Tak elbowed up beside him, turned on his back.

His forehead pressed Tak’s arm. From his left eye, Loufer’s chest was a heaving meadow. (His right was closed against flesh.) “You want me to do anything?” He didn’t feel like doing anything. He was tired.

Tak scooped up his head and pulled it against him.

Chest hair ran between his fingers.

“Bite my tit,” Tak said. “The right one. Hard.”

“Okay. Where is…? Oh.” He gripped the knoblet in his teeth.

Tak pushed his hand to the outsized scrotum, squeezed his fingers to the full, wrinkled flesh. “Go on. Really hard.”

Tak’s fist fell and fell on his hand heel. It took a long time.

He ground Tak’s nipple in his teeth, chin and nose rubbing in hair. He squeezed Tak’s testicles a few times, tightening his grip as much as he could; Tak’s rhythm quickened. And his own mouth was salty; he didn’t want to see if it was blood.

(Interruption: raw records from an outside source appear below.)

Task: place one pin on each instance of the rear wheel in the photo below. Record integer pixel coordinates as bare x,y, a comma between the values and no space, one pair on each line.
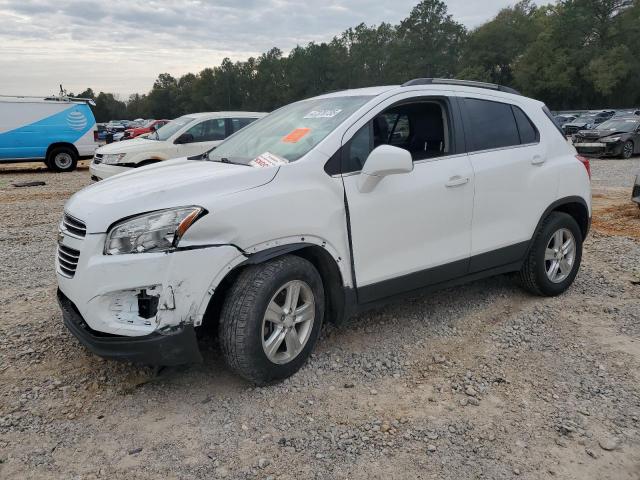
271,319
554,257
62,159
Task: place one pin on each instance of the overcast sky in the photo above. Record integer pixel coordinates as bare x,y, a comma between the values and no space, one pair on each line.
121,46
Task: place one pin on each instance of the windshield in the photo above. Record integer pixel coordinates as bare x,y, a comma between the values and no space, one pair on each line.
620,125
290,132
164,132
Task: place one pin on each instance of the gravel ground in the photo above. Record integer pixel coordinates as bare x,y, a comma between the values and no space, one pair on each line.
480,381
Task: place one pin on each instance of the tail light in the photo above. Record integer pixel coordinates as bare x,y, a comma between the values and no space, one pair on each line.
585,162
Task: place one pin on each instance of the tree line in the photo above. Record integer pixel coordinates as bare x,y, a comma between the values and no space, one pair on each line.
573,54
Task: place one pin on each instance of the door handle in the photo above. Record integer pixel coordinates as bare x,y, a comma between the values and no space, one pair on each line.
538,160
456,181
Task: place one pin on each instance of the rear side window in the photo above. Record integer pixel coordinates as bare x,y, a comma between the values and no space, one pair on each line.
528,131
491,125
549,115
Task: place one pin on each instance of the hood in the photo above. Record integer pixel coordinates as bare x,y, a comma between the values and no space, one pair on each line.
173,183
599,133
131,146
576,124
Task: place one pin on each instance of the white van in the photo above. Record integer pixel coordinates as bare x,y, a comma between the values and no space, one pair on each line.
56,130
192,134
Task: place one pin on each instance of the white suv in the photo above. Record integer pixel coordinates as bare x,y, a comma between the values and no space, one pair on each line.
323,208
192,134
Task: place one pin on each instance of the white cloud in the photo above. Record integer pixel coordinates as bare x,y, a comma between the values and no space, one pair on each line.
121,46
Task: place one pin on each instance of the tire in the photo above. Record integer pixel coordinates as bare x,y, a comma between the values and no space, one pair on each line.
62,159
537,275
627,150
246,331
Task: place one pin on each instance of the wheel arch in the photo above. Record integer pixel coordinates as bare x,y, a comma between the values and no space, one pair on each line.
336,292
576,207
59,145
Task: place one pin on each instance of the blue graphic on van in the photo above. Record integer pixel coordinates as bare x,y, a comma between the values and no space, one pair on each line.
33,140
76,120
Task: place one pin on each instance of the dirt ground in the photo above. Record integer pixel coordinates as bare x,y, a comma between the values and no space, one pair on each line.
481,381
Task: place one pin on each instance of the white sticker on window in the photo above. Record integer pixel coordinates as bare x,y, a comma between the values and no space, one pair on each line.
268,159
323,113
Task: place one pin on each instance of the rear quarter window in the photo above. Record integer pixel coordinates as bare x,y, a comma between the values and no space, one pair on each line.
490,125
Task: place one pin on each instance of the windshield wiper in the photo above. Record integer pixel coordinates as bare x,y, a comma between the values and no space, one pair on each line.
231,162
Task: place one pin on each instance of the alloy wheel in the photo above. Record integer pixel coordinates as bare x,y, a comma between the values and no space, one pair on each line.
63,160
627,150
288,322
560,255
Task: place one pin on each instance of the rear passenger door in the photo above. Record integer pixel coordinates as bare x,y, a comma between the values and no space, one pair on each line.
513,180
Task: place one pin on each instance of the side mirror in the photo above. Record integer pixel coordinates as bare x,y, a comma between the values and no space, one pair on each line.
382,161
184,138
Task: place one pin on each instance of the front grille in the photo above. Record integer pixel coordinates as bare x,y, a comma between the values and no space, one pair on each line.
68,260
74,226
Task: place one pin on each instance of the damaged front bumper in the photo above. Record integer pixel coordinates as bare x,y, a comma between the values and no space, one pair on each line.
140,299
172,347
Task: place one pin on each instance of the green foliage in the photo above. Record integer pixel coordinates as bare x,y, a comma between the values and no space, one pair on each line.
571,54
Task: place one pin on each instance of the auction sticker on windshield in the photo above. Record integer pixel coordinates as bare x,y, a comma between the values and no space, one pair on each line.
268,159
323,113
295,135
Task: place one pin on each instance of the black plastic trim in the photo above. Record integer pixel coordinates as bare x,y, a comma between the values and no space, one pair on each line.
269,253
175,347
462,83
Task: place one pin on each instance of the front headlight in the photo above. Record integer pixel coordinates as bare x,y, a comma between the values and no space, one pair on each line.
113,158
151,232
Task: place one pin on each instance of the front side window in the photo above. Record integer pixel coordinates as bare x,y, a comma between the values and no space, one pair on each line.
166,131
422,128
208,131
491,124
289,132
621,125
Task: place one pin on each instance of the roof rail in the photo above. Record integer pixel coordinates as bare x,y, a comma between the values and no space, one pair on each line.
465,83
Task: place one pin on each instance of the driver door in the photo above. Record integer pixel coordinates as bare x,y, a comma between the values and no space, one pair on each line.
413,229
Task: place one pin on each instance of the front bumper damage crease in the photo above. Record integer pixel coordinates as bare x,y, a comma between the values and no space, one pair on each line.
166,348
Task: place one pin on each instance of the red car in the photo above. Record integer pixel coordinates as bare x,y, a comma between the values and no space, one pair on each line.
150,126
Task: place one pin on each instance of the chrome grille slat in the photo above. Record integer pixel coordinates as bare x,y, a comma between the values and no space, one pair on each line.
74,226
69,253
67,260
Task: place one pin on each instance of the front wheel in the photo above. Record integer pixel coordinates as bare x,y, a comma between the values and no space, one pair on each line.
271,319
627,150
554,257
62,159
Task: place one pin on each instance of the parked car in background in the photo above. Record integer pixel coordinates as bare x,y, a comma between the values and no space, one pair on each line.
617,137
56,130
627,113
563,118
586,121
192,134
115,126
148,127
319,211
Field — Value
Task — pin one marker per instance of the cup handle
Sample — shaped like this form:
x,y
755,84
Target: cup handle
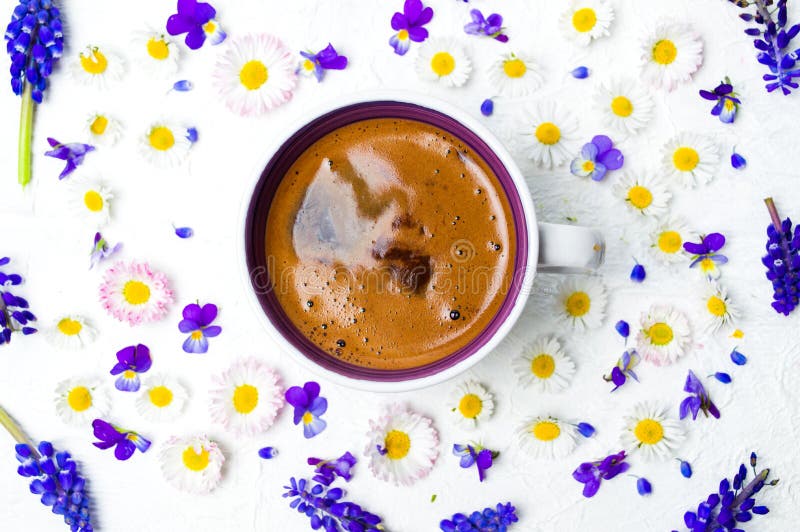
x,y
569,248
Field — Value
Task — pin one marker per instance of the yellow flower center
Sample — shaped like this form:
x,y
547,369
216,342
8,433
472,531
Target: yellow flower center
x,y
443,63
660,334
397,444
245,398
194,461
543,366
157,49
546,431
548,133
160,396
664,52
136,292
470,406
685,159
584,20
578,304
69,327
649,431
253,74
79,398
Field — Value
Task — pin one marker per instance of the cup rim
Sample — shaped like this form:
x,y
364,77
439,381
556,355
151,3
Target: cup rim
x,y
528,263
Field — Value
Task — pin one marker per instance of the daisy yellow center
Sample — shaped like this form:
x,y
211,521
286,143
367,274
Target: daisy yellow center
x,y
685,159
160,396
660,334
649,431
195,461
548,133
245,398
640,197
93,201
665,52
157,49
136,292
397,444
578,304
79,398
670,242
95,63
622,106
69,327
543,366
253,75
514,68
584,20
470,406
546,431
443,63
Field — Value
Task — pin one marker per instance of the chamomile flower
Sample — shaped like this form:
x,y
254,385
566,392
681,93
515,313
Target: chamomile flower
x,y
471,404
586,20
581,302
97,67
71,332
80,400
544,366
690,159
652,432
103,129
548,134
255,74
670,54
402,446
643,194
246,398
166,144
664,335
193,465
161,398
546,437
515,75
445,61
625,105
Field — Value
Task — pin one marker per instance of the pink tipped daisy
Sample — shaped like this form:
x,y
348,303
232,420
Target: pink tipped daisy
x,y
255,74
134,293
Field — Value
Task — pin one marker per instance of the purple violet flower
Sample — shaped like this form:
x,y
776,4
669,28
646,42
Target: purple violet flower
x,y
409,25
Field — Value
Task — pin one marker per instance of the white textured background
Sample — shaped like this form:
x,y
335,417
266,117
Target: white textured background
x,y
759,410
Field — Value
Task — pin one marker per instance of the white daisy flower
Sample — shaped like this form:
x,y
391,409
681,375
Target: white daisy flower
x,y
547,437
166,144
581,301
472,403
193,465
103,129
515,75
247,397
625,105
97,67
548,133
643,194
670,55
255,74
402,446
690,159
71,332
544,365
664,335
652,432
162,398
80,400
586,20
445,61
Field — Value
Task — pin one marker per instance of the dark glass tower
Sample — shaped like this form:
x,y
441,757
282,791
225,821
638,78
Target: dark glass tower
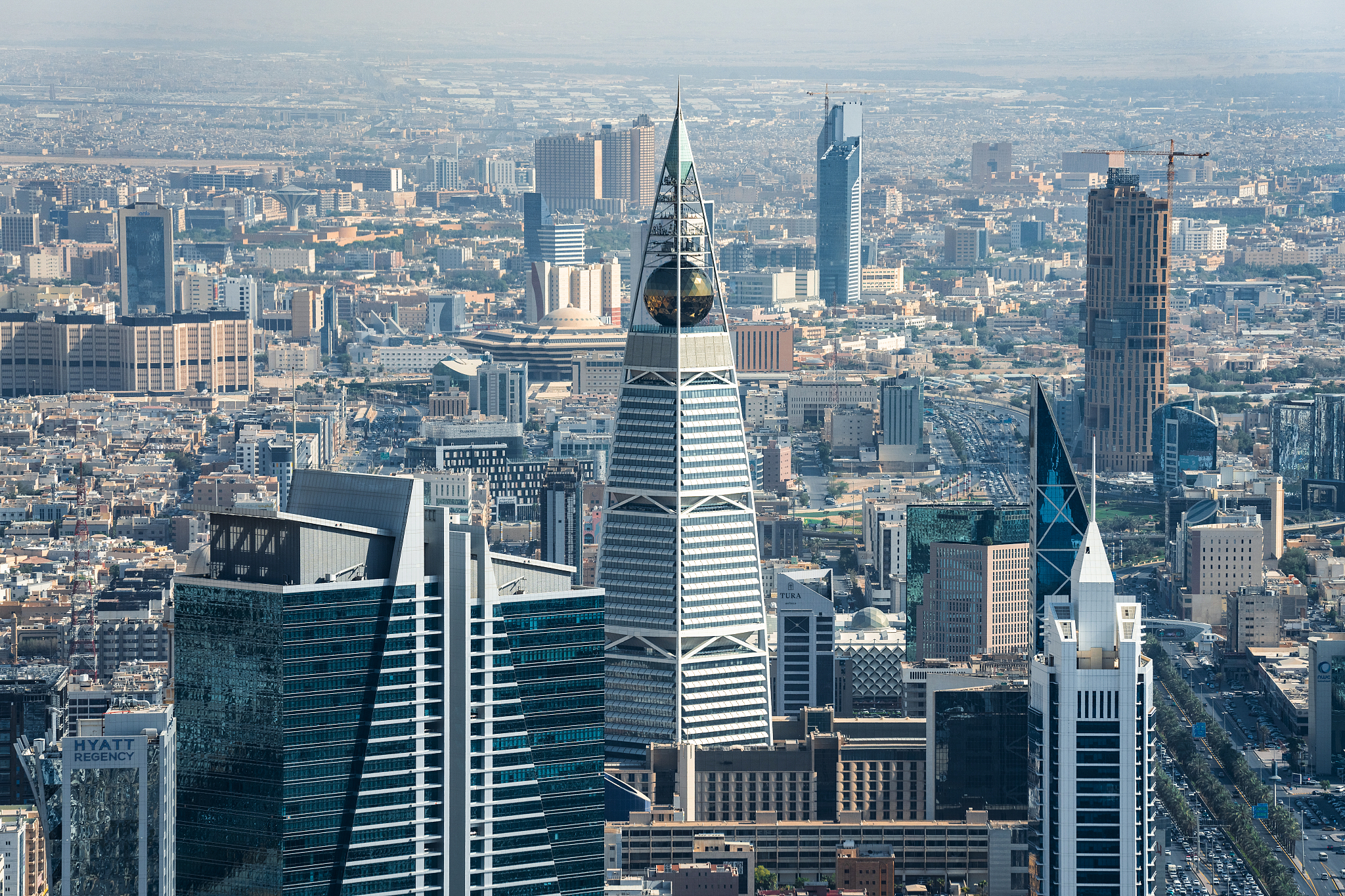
x,y
686,657
839,168
147,232
1059,515
1184,440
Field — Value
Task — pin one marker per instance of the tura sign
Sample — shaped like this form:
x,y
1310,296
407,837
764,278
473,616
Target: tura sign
x,y
104,753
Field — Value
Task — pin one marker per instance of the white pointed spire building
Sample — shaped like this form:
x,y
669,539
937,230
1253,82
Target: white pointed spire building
x,y
1093,744
686,651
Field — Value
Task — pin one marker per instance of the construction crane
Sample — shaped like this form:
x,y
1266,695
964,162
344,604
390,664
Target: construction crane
x,y
1172,152
826,95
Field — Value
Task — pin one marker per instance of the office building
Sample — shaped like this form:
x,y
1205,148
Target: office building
x,y
805,667
523,805
678,559
1126,331
977,601
146,258
929,524
1184,440
445,314
444,172
766,347
903,410
19,230
965,246
374,178
992,161
34,700
1091,712
569,168
118,803
500,389
839,174
1059,515
1325,721
563,516
596,372
978,744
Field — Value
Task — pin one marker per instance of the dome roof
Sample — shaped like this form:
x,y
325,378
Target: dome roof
x,y
569,319
870,618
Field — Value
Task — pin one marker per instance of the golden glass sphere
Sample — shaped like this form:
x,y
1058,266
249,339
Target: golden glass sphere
x,y
661,295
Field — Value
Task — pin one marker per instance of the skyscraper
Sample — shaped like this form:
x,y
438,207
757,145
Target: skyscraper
x,y
903,410
1126,332
838,203
680,563
1059,516
563,516
1184,440
1091,740
146,258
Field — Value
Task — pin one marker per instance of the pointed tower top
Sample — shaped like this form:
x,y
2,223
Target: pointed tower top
x,y
1091,562
678,159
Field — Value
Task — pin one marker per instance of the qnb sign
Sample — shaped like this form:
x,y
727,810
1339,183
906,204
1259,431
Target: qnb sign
x,y
104,753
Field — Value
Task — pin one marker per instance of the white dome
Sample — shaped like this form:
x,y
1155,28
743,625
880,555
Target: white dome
x,y
569,319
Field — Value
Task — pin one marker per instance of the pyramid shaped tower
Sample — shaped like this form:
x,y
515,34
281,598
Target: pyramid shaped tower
x,y
686,653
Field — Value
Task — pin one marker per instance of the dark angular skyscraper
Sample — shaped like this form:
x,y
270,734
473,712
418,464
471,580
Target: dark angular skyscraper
x,y
1059,515
839,168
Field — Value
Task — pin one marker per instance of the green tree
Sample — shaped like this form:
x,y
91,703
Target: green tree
x,y
1296,563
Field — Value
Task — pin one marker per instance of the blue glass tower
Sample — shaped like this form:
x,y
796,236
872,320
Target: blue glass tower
x,y
838,203
686,657
1059,515
957,523
1184,440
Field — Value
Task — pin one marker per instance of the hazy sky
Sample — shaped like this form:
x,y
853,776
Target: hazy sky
x,y
1025,39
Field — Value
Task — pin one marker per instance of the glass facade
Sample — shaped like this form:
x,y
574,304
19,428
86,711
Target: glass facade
x,y
144,268
1184,440
839,165
554,670
1059,515
310,747
981,753
958,523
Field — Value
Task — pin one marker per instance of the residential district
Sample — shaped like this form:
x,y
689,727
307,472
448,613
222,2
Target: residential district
x,y
498,484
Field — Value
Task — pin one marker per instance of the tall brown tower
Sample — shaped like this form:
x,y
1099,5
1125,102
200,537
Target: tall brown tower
x,y
1126,332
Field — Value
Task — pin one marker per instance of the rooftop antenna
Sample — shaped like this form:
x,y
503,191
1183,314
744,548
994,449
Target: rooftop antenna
x,y
1095,481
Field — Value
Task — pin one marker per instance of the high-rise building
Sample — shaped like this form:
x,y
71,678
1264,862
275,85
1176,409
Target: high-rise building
x,y
1184,440
34,700
445,172
992,161
569,168
903,410
977,601
146,258
304,683
18,230
1091,740
500,389
1126,331
120,798
563,516
839,169
978,738
686,656
1059,516
929,524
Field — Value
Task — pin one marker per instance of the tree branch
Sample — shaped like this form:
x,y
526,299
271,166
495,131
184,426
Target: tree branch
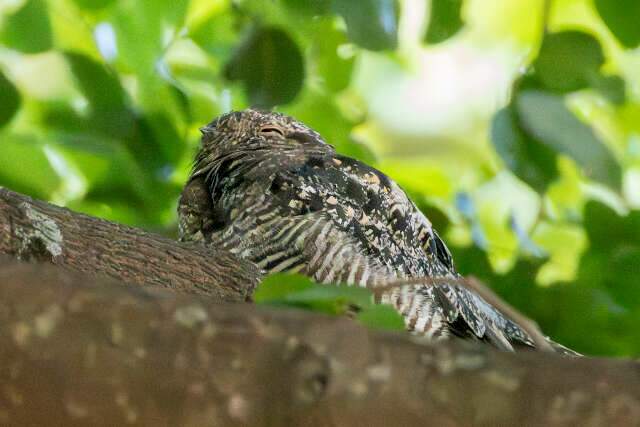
x,y
34,230
77,350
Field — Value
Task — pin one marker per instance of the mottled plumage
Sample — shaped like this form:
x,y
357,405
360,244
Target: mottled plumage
x,y
271,190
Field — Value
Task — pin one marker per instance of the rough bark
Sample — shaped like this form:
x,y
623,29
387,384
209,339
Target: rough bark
x,y
77,350
35,230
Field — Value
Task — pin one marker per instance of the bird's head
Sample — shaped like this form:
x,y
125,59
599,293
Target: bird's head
x,y
251,134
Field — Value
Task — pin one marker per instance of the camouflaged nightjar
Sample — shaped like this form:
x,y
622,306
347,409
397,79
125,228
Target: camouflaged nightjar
x,y
269,189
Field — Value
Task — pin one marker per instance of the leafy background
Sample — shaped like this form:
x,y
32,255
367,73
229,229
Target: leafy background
x,y
514,125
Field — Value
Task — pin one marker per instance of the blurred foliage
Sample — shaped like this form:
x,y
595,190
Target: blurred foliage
x,y
515,126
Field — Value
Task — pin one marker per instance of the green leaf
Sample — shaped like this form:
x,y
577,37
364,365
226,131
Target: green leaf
x,y
611,87
529,160
381,316
371,24
445,20
623,19
607,229
546,118
93,4
334,71
100,86
10,100
309,7
29,29
299,291
275,288
568,61
270,65
24,166
102,89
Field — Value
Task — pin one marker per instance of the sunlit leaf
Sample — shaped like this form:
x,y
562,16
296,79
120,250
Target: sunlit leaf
x,y
623,19
445,20
102,89
546,117
300,291
529,160
568,60
270,65
10,100
333,70
612,87
93,4
382,317
309,7
28,29
276,287
24,166
371,24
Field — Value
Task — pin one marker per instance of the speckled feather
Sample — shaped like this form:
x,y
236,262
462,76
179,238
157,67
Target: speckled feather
x,y
271,190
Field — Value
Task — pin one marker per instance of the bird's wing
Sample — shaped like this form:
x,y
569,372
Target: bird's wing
x,y
350,224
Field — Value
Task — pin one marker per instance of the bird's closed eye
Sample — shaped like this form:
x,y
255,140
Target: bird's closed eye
x,y
271,131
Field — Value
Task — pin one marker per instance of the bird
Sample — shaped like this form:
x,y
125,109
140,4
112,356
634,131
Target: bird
x,y
270,189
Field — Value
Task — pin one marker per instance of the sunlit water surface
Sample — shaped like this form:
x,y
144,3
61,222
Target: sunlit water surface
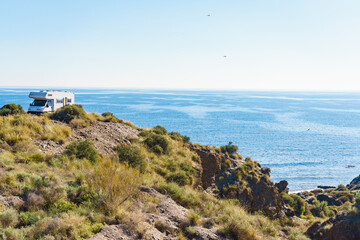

Something hot spattered his hip and rolled down between them. He let go, with teeth and fingers, closed his eyes, and turned over. A heavy arm slid around his chest. Tak’s chin knocked his shoulder a few times seeking a position on the thin pillow; he squeezed Tak’s forearm, once, leaned sleepily, and comfortably, into the cradle of Tak’s body.

And slept.

Now and again, he felt Tak turning and turning on the single bed. Once he awoke fully to a hand rubbing his shoulder; but slept again before the motion halted. At one point he was aware that Tak was not in the bed; at another, felt him climbing back in. Through it all, he had not moved, but lay facing the wall, lids closed, head on his forearm, one knee drawn up, one foot off the mattress bottom, surfacing and submerging in sleep.

Later, he woke with heat behind his groin. As he blinked, sexuality resolved into an urge to pee. He rolled to his back, pushed himself to his elbows.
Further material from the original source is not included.